ICHEC, CeADAR to standardise Earth observation datasets for AI applications
The Irish Centre for High-End Computing (ICHEC) at NUI Galway, the national centre for High-Performance Computing (HPC), in collaboration with Ireland’s Centre for Applied AI (CeADAR) announced the first results of a project funded by the European Space Agency (ESA) to address the lack of standardisation in Earth Observation (EO) datasets for machine learning.
“The value of satellite data to projects which inform environmental policies, climate knowledge and mitigation strategies is unique,” said Dr Jenny Hanafin, Earth observation programme manager at ICHEC. “The quality and quantity of Earth Observation data has increased drastically over the past decade and the combined fleet of Sentinel-1, Sentinel-2 and Sentinel-3 currently produce an estimated data volume of ∼20 TB per day. With these volumes, EO is a prime candidate for the use of AI to assist in analysis. However, until now there have been bottlenecks holding back the use of this data in such applications.”
The AIREO project addresses some of these issues by introducing new specifications and best-practice guidelines for creating datasets. This work will vastly improve the ability to share training data for scientific research, and for the commercial and technical AI community as well as lower the cost of sharing this data. By providing common specifications so that training datasets follow FAIR principles (Findable, Accessible, Interoperable and Reusable), data produced for one application will be made available for other users and uses.
“This project set out to produce resources to support the training and development of machine learning models on EO data,” said Alastair McKinstry, environmental programme manager at ICHEC. “The aim is to move towards implementing FAIR data principles for training data in EO, ensuring that datasets are properly documented and available to other users. Each dataset is a valuable resource, costing many man-hours and facilitating the understanding and sharing of these data resources is the main goal.

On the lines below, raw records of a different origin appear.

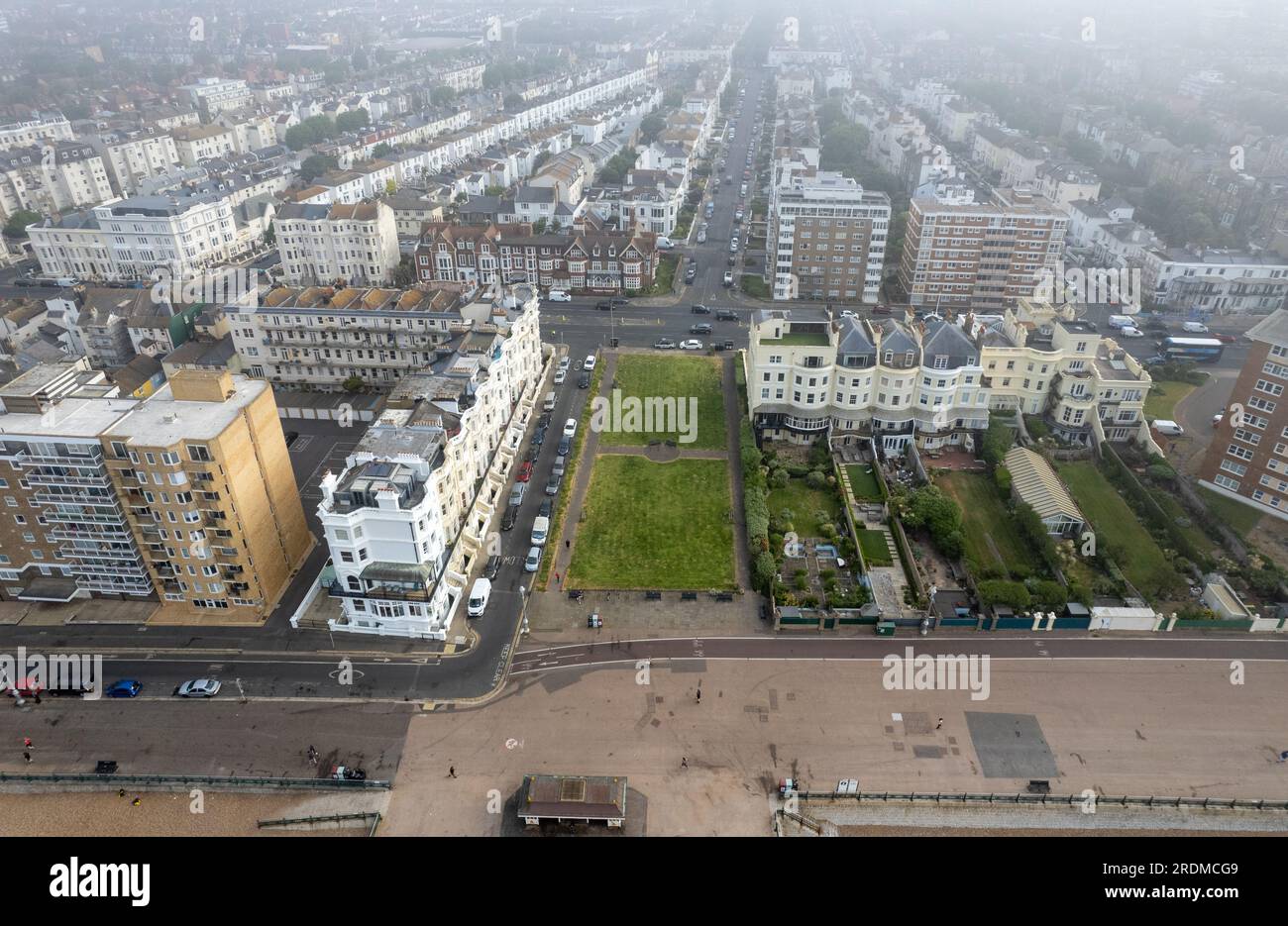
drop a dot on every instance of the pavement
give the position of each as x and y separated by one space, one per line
1113 725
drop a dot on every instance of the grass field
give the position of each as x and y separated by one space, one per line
863 482
1160 402
655 526
1234 514
986 517
875 552
804 502
1113 522
679 377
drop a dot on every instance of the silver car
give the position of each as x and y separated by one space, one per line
198 688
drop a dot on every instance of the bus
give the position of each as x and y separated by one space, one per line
1198 350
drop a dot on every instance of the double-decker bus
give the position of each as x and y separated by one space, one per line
1198 350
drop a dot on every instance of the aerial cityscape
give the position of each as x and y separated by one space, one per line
651 419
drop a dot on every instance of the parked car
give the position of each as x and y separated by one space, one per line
125 688
198 688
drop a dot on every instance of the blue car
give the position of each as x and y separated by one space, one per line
125 688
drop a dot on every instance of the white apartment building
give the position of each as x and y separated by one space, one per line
827 234
1218 282
812 375
196 143
211 95
51 127
323 244
134 157
133 239
52 178
412 508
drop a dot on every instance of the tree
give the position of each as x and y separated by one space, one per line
651 127
317 165
17 224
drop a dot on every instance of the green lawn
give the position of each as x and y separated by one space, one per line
874 547
1160 402
655 526
805 502
1234 514
665 377
1113 522
863 482
984 517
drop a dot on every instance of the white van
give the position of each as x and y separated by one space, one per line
480 595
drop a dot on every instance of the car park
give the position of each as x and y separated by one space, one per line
198 688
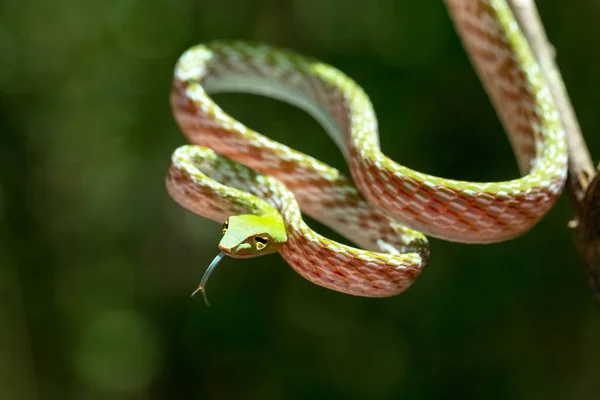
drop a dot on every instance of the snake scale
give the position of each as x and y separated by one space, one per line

“An additional goal is to make EO training data sets self-explanatory (“AI-ready”) in order to expose challenging problems to a wider audience that does not have expert geospatial knowledge. Key elements that are addressed in the AIREO specification are granular and interoperable metadata, innovative Quality Assurance metrics, data provenance and processing history as well as integrated feature engineering recipes that optimise platform independence. Several pilot datasets have been developed following the AIREO data specifications, including global forest biomass, sea ice detection and crop type classification. A Python library for the easy exploitation of these datasets has also been developed to allow the Training Datasets (TDS) to work against EO catalogs.”
The research was funded by European Space Agency (ESA). Ireland has been a member of ESA since 1975. Membership of ESA is a key element of the National Space Strategy for Enterprise, enabling Irish companies and research institutes to bid on ESA tenders to develop technologies, services and business applications.
ICHEC supports novel scientific research in using extreme datasets on the national supercomputer ‘Kay’ by enabling scalable AI and Big Data Analytics and leveraging the SPÉir online platform to allow national users to access the ESA Sentinel data archive.